Lots of good suggestions in the thread.
I've been through quite a lot of iterations: BASIC in high school; FORTRAN-77 and Mathematica in college; C & gnupplot, tikz & LaTeX (with some batch processing), maxima, maple and Python afterwards. All of them could work, but IMO some of them are more productive than others.
I wouldn't use C for general scientific computing. Too low level, and memory allocation and pointers make things difficult. You need to be a competent C programmer (most people aren't, me included) to write good numerical C. I think the mess with the Imperial College pandemic code is a recent and illustrative example. I've seen things like that before, e.g. choosing bisection as equation solving algorithm because the programmer couldn't, for the life of him, implement Newton-Raphson without random crashes or inconsistent output. Yes, there are good numerical libraries available in C, but that takes us to the next point.
I currently use Python +
Numpy +
Scipy +
Matplotlib when I need numerical work done. Just install Python and then install these libraries following the instructions in the webpages (typically, use pip from the command line). There are also portable scientific pythons ready for download, with all the packages bundled.
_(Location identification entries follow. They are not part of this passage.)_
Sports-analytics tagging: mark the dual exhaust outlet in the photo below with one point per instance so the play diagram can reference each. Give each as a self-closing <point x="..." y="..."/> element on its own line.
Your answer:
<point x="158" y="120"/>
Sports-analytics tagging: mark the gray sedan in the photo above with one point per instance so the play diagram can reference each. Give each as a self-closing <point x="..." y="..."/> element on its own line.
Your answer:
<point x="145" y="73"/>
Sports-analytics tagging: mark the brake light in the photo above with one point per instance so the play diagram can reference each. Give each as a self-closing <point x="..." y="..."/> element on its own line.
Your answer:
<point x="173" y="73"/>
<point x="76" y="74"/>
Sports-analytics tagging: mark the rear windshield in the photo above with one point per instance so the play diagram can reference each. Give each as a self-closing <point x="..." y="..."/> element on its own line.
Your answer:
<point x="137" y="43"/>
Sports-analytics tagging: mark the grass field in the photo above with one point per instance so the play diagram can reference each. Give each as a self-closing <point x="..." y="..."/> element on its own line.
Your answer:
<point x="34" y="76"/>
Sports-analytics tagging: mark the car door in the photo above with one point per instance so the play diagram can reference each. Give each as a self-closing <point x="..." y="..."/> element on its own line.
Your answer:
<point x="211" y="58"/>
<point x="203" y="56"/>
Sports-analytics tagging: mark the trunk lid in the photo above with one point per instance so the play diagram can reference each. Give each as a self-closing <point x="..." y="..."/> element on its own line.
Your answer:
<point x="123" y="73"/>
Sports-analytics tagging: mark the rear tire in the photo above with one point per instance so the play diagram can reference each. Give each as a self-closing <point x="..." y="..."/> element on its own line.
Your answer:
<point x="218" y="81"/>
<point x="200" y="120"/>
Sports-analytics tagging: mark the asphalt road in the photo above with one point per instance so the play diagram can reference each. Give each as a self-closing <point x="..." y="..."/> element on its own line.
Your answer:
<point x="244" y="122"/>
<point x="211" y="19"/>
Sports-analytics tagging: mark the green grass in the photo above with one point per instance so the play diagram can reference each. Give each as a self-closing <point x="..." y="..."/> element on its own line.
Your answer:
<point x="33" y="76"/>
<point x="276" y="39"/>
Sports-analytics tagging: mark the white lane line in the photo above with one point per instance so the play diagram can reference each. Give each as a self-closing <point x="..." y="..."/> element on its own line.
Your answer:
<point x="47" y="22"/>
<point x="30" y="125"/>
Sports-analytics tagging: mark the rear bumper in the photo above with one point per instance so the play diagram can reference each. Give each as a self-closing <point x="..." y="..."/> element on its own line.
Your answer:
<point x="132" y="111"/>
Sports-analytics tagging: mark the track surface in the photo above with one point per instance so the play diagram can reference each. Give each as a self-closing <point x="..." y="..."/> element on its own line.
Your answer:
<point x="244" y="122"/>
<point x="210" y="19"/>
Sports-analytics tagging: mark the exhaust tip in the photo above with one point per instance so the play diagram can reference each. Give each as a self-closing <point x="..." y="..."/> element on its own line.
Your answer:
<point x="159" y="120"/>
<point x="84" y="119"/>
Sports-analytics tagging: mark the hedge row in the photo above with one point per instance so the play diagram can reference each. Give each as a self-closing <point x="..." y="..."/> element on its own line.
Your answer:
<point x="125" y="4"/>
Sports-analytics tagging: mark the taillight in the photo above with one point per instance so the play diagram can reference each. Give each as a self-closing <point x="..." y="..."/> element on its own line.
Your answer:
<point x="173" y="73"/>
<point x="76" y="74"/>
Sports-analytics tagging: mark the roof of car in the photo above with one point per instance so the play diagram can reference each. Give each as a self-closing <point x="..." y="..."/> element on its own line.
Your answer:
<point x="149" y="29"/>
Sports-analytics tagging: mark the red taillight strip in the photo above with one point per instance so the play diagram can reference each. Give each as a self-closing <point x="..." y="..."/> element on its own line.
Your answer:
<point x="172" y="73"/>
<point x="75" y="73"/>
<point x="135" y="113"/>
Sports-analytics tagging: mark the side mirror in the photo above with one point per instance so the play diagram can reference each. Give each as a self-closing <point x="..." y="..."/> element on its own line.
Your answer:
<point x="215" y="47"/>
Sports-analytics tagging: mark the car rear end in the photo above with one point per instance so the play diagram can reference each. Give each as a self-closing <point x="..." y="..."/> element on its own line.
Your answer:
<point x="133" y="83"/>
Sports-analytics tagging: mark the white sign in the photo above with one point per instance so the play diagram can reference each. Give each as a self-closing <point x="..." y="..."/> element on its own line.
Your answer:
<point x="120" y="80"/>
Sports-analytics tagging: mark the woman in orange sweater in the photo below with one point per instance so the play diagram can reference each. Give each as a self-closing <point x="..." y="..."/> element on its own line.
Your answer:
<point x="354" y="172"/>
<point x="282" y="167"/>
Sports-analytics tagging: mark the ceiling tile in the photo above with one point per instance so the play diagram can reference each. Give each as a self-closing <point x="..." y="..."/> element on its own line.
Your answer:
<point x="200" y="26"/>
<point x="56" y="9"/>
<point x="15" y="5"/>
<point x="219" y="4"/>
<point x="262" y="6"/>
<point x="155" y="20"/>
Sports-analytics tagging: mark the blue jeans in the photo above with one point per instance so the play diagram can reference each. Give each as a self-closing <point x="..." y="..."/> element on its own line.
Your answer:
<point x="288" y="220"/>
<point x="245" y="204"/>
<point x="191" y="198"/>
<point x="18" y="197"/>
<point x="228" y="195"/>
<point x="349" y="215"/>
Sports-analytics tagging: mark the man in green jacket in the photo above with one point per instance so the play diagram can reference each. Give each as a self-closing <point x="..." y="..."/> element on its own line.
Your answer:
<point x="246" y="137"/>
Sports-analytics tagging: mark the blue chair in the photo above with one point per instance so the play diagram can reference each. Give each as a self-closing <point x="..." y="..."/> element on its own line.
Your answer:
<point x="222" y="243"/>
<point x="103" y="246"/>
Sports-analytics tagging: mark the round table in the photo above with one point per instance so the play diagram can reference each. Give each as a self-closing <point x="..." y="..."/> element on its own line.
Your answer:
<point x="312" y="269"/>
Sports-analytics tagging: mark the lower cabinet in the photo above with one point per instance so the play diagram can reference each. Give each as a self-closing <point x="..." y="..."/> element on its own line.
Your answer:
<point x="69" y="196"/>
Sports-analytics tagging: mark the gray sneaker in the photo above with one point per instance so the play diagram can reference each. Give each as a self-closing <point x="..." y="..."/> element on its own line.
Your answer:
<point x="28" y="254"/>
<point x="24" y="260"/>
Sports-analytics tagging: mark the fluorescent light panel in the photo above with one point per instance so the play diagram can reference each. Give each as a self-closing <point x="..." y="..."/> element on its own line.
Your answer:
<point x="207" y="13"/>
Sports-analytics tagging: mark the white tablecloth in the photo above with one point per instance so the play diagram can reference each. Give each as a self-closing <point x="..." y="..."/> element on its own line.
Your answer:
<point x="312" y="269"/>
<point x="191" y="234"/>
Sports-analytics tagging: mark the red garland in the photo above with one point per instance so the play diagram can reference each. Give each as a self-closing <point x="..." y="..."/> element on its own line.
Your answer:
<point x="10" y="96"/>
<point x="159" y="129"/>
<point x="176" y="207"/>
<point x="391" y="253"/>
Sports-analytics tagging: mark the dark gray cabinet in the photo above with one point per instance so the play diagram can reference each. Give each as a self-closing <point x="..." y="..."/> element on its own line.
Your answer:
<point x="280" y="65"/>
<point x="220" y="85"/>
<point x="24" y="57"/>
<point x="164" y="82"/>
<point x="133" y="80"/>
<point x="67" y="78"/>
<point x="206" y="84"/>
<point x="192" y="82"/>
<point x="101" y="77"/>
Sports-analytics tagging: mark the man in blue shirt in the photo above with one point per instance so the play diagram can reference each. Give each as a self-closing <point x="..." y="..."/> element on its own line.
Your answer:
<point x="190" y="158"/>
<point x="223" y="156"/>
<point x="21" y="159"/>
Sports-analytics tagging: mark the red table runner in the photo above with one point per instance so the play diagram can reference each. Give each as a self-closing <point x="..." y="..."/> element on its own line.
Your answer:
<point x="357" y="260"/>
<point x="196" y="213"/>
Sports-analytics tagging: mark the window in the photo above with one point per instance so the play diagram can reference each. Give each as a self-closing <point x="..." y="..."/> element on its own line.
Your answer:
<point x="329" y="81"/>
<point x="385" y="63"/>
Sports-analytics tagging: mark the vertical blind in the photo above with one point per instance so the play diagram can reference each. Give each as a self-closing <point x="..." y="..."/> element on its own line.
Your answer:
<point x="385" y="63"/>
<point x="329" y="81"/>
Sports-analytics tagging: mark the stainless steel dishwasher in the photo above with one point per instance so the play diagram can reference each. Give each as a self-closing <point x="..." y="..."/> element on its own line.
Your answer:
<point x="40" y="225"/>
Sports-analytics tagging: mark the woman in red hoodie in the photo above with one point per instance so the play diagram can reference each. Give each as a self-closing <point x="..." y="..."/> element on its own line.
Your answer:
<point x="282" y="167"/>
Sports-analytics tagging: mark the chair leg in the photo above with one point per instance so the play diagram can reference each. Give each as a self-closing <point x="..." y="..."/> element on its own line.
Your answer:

Python works well. For example, a couple of weeks ago I wanted to do a quick check on period doubling. I implemented the
Rössler attractor in a few minutes, just modifying an example for a simple dynamical system I found with a search engine. The result:
# Parámetros de Rössler.
a = 0.2
b = 0.2
c = 5.7
# Derivada.
def model(v, t):
xp = -v[1] - v[2]
yp = v[0] + a * v[1]
zp = b + v[2] * (v[0] - c)
return [xp, yp, zp]
# Construir solución completa:
def flujo(v0, t):
v = odeint(model, v0, t)
x = np.zeros(len(v))
y = np.zeros(len(v))
z = np.zeros(len(v))
for k in range(0, len(v)):
x[k] = v[k][0]
y[k] = v[k][1]
z[k] = v[k][2]
return [x, y, z]
t = np.linspace(t0, t1, N) # tiempo
a = 0.2
s2 = flujo([-6,-2,0] , t)
fig = plt.figure()
ax = fig.gca(projection='3d')
ax.plot(s2[0], s2[1], s2[2], label='a=0.2')
ax.legend()
plt.show()
The output (can be freely rotated and magnified, and saved to disk):
Note how the
odeint command in Python uses a very customizable and high performance low level library to integrate the ODE. Python just does the gluing.
I've also used Arduino + Python + serial interface + matplotlib to plot, in real time, the output of a 24-bit ADC. Here is a link to a youtuber who does something similar with arduino's 10- ADC:
It's quite easy to do. Python also runs under window, linux and embedded systems, like raspberry pi and friends. You can mix matplotlib graphs and LaTeX if you want high quality formulas in your graphs.
Another example: I've recently used Python to load a .wav sound file captured with a microphone, and analyzed its spectrum for a simple Doppler effect experiment. Just a few lines of code.
And you don't need to be a Python wizard. I'm neither a competent python programmer.